De que, então, são as ideias verdadeiramente ''fruto'', segundo a teoria marxista? Das condições materiais de produção da vida:
''Não é a consciência dos homens que determina seu ser; é o seu ser social que, inversamente, determina a consciência.'' (Prefácio da contribuição à crítica da economia política)

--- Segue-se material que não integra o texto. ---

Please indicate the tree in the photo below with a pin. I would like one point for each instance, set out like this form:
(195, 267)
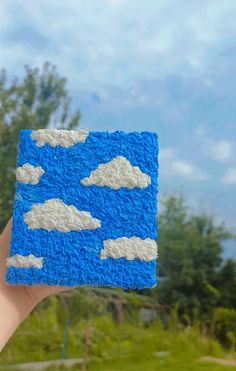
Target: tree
(190, 249)
(38, 100)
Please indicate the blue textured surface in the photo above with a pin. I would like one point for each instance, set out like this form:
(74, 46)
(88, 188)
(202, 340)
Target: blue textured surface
(73, 258)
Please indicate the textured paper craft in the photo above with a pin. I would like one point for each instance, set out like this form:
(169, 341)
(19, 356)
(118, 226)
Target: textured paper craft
(85, 209)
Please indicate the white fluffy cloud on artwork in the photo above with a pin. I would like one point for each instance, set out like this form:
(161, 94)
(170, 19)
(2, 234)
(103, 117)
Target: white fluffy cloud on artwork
(130, 248)
(29, 174)
(117, 173)
(63, 138)
(20, 261)
(55, 215)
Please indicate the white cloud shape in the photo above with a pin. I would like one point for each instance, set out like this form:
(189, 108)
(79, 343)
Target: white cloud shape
(29, 174)
(230, 176)
(55, 137)
(55, 215)
(20, 261)
(116, 174)
(130, 248)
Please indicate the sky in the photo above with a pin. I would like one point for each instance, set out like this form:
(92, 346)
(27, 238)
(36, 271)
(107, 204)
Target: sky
(164, 66)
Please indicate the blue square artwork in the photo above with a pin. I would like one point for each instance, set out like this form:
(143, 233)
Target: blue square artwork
(85, 209)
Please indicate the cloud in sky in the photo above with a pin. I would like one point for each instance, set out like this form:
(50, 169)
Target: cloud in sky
(116, 174)
(55, 215)
(20, 261)
(130, 248)
(63, 138)
(116, 35)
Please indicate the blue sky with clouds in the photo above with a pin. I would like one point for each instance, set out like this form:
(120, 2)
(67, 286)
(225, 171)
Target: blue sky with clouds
(166, 66)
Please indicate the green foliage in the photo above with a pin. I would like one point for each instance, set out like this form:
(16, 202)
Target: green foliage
(224, 326)
(38, 100)
(190, 249)
(41, 336)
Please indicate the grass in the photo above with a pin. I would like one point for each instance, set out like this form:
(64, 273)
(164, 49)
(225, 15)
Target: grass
(128, 347)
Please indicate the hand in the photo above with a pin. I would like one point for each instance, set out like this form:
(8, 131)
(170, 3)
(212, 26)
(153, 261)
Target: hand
(16, 302)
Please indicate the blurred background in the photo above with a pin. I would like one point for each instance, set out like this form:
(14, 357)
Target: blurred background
(164, 66)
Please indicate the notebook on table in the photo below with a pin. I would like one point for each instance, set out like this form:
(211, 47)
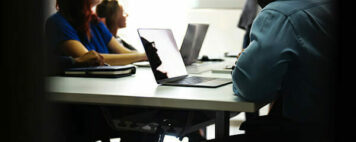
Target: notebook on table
(167, 63)
(101, 71)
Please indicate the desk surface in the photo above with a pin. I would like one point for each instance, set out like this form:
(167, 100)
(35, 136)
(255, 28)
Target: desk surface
(142, 90)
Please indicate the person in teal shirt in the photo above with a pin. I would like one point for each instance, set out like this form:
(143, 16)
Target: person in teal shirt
(291, 58)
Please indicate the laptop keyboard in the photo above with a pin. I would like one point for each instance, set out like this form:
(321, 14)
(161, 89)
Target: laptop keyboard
(193, 80)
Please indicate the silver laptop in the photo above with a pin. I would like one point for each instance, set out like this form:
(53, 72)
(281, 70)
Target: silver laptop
(167, 63)
(192, 42)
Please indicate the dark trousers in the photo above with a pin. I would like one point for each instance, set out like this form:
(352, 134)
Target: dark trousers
(276, 128)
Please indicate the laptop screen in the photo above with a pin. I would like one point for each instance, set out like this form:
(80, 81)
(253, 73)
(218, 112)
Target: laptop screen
(193, 41)
(162, 52)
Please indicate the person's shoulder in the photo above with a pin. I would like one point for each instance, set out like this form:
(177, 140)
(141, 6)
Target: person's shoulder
(290, 7)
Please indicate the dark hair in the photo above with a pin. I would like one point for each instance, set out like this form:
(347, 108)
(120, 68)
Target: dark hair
(107, 10)
(79, 15)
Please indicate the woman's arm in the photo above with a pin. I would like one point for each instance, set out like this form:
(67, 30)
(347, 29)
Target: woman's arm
(75, 49)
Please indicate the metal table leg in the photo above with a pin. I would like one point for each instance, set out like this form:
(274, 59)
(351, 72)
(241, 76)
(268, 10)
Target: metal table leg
(222, 124)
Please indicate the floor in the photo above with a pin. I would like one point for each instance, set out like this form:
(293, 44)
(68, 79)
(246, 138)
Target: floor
(235, 123)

''A produção de ideias, de representações e da consciência está, a princípio, diretamente vinculada à atividade material e ao intercâmbio material dos homens, como a linguagem da vida real. As representações, o pensamento, o intercâmbio espiritual entre os homens aparecem aqui como emanação direta de seu comportamento material. O mesmo ocorre com a produção espiritual tal como aparece na linguagem da política, das leis, da moral, da religião, etc, de um povo. São os homens os produtores de suas representações, ideias etc, mas os homens reais, atuantes, tal como são condicionados por um certo desenvolvimento das forças produtivas e das relações a elas correspondentes, até chegar às suas mais amplas formações. A consciência nunca pode ser outras coisa que não o ser consciente.'' (A Ideologia Alemã)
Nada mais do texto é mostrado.